We highlight that our cohort is limited to patients who underwent regadenoson stress and did not include patients who received exercise stress MPI. All patients included were encouraged to perform a non-standardized, low-level leg lifting exercise. Compared to patients undergoing exercise stress MPI, those receiving vasodilator stress tend to be older, more obese, and have a higher prevalence of comorbidities such as known CAD, prior MI, congestive heart failure, diabetes, and hypertension.65,66,67 Therefore, patients undergoing vasodilator stress have higher rates of baseline ECG abnormalities than their counterparts referred for exercise stress.

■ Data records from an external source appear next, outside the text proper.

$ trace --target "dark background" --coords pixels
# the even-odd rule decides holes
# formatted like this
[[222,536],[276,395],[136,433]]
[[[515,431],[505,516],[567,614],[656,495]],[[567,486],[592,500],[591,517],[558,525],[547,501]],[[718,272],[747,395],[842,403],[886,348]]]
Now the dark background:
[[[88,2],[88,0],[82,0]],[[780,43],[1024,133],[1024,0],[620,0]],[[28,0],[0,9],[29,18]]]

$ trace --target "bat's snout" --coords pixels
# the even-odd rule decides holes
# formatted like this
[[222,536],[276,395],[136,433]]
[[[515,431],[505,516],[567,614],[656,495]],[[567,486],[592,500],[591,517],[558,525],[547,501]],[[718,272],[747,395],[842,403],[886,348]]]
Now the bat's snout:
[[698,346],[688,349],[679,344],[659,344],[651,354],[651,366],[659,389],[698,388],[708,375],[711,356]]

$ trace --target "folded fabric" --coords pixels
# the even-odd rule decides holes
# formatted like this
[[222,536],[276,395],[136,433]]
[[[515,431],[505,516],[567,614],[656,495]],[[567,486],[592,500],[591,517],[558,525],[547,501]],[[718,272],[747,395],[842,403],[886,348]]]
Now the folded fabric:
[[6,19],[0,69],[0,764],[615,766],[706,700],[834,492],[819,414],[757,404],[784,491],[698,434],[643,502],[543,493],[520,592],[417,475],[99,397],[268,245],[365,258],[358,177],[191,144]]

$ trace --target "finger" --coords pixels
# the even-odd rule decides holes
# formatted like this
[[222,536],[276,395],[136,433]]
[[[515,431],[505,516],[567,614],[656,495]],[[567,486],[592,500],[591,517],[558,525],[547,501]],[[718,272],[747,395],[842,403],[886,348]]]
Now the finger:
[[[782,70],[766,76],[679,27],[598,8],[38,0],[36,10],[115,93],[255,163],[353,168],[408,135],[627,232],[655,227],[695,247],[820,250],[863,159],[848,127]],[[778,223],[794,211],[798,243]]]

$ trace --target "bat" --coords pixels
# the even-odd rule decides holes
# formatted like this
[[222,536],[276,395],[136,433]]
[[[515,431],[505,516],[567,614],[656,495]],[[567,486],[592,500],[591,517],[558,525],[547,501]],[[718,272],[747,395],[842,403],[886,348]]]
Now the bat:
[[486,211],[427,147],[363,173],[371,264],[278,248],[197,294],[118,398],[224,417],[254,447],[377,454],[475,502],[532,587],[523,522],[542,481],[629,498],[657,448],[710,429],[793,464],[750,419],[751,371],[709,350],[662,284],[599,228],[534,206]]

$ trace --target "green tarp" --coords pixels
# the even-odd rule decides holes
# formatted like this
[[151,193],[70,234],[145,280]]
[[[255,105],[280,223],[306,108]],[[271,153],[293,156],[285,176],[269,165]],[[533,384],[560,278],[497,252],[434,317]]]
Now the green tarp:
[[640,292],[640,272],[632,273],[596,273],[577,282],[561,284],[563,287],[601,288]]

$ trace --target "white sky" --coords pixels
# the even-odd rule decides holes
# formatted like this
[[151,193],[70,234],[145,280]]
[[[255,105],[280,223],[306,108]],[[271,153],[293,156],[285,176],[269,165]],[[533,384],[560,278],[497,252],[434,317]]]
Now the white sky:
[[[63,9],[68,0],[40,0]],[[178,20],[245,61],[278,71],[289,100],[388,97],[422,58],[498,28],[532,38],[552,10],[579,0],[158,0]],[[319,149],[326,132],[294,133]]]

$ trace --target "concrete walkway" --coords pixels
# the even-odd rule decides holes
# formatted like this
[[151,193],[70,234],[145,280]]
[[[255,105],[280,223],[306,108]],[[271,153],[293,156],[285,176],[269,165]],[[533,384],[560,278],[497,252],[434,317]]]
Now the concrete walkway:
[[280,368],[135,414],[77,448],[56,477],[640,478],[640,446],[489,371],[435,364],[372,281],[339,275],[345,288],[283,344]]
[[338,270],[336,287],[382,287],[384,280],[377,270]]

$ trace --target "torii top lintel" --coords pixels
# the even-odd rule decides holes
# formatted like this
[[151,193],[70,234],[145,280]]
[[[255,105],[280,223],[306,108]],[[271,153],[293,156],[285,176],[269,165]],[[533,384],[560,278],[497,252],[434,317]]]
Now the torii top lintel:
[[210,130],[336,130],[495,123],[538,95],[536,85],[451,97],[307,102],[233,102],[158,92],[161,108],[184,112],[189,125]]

In fact, in our cohort, nearly one-third of the study subjects referred for regadenoson stress MPI had baseline ST/T abnormalities. Given their underlying comorbidities and age, patients who undergo vasodilator stress are at greater risk of adverse cardiac events and mortality than those undergoing exercise stress, regardless of MPI findings.66,68,69 Given the high-risk nature of patients undergoing vasodilator stress and given the high prevalence of ST/T abnormalities among these patients, understanding the prognostic implications these baseline ECG abnormalities and the impact of MPI findings on patients outcomes is highly relevant. Our study helps fill-in this knowledge gap. Nonetheless, it is important to examine the prognostic implications of ST/T abnormalities among lower-risk patients undergoing exercise stress MPI.

Limitations

This study has several limitations. First, this was a single-center, observational, retrospective study which may have led to some selection and confounding biases. Second, a single baseline ECG was used for this study, and therefore, any subsequent changes on follow-up were not accounted for. Third, there could be variation in the technique and interpretation of ECG tracings. Fourth, the study was limited to patients undergoing regadenoson stress MPI; and thus, the results may not be generalizable to patients undergoing exercise stress MPI. Lastly, the cause of death in some patients was determined using death certificates which may be inaccurate.

New Knowledge Gained

Our study demonstrated that ST/T abnormalities are common among patients referred for regadenoson stress MPI. Among ST/T abnormalities, only secondary ST/T abnormalities are associated with an increased risk of MACE, regardless of perfusion abnormalities on stress SPECT-MPI. Among patients undergoing regadenoson stress MPI, primary ST abnormalities and isolated T-wave abnormalities are not associated with increased risk of MACE compared to normal ECG. Future studies with larger cohorts, other stress modalities, and multi-center prospective design are warranted to validate prognostication among different subsets of ST/T abnormalities and identify patients who may benefit from additional risk stratification and MPI guided management.

Conclusion

ST/T abnormalities are common among patients referred for regadenoson stress MPI. While secondary ST/T abnormalities are associated with significantly higher incidence of MACE, abnormal MPI or presence of ischemia on regadenoson stress SPECT-MPI does not add prognostic information in this group. Patients with primary ST changes or T-wave abnormalities do not seem to have a higher MACE risk compared with patients with normal ECG. However, abnormal MPI or presence of ischemia in these patients correlates with a higher incidence of MACE.